Cyber criminals resurrect credential-stealing Zeus/Zbot malware

Cyber crooks have resurrected and refined old versions of the Zeus malware, also known as Zbot, in order to steal financial information.
Security firm Trend Micro reported uncovering the malware late on Thursday, in the midst of a spike in the number of evolved threats active in the wild.
"The notorious info-stealing Zeus/Zbot variants are re-emerging with a vengeance, with increased activity and a different version of the malware seen this year. We can now include the data-stealing malware Zeus/ZBOT to this roster of old-but-new threats, which have increased these past months, based on Trend Micro Smart Protection Network feedback," wrote Trend Micro's Jay Yaneza.

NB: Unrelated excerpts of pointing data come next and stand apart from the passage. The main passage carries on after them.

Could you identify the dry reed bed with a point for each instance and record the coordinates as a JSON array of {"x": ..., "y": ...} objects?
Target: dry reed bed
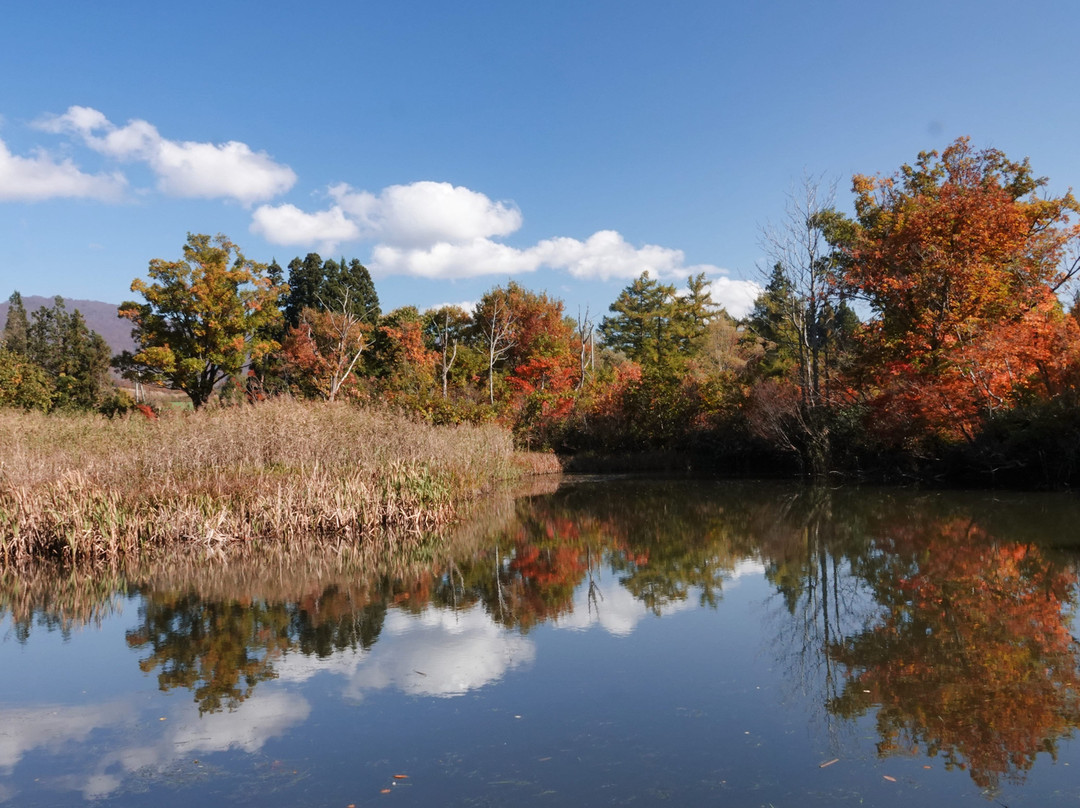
[{"x": 82, "y": 487}]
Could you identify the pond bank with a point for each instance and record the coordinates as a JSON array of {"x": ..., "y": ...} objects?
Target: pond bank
[{"x": 83, "y": 487}]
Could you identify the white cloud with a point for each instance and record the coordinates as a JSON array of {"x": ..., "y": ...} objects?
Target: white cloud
[
  {"x": 184, "y": 169},
  {"x": 440, "y": 652},
  {"x": 613, "y": 608},
  {"x": 289, "y": 225},
  {"x": 738, "y": 297},
  {"x": 427, "y": 213},
  {"x": 466, "y": 306},
  {"x": 53, "y": 727},
  {"x": 437, "y": 230},
  {"x": 40, "y": 177},
  {"x": 444, "y": 260}
]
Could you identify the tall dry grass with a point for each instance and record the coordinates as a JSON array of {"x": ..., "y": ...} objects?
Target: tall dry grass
[{"x": 83, "y": 487}]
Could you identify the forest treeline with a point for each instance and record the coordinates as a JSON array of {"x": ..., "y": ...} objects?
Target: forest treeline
[{"x": 922, "y": 337}]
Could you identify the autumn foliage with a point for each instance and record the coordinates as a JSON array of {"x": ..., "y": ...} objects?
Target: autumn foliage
[{"x": 960, "y": 260}]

"Zbot variants surged in the beginning of February and continued to be active up to this month. It even peaked during the middle of May 2013. The malware is designed to steal online credentials from users, which can be banking information or other personally identifiable information (PII)."
The malware is more dangerous as it uses more advanced infection and avoidance techniques. "Zbot malware of this generation are found to be mostly either Citadel or GameOver variants. Unlike earlier versions, the mutex name is randomly generated," explained Yaneza.
"Both variants send DNS queries to randomised domain names. The difference in GameOver variant is that it opens a random UDP port and sends encrypted packets before sending DNS queries to randomised domain names. Zbot malware connects to a remote site to download its encrypted configuration file."
Trend Micro said there are several ways the malware can be detected and stopped. "There are several avenues for detecting Zbot variants. First, as the malware tries to write to the registry ‘Userinit' entry in HKEY_LOCAL_MACHINE\SOFTWARE\Microsoft\Windows NT\CurrentVersion\Winlogon. Secondly, detecting the call-back routine to the remote site upon execution, as it acquires its configuration file," wrote Yaneza.
This malware arrives during a wider increase in the number of attacks targeting businesses. Security firm Zscaler also reported detecting a marked increase in the number of websites falling victim to the Darkleech attack on Apache web servers last week.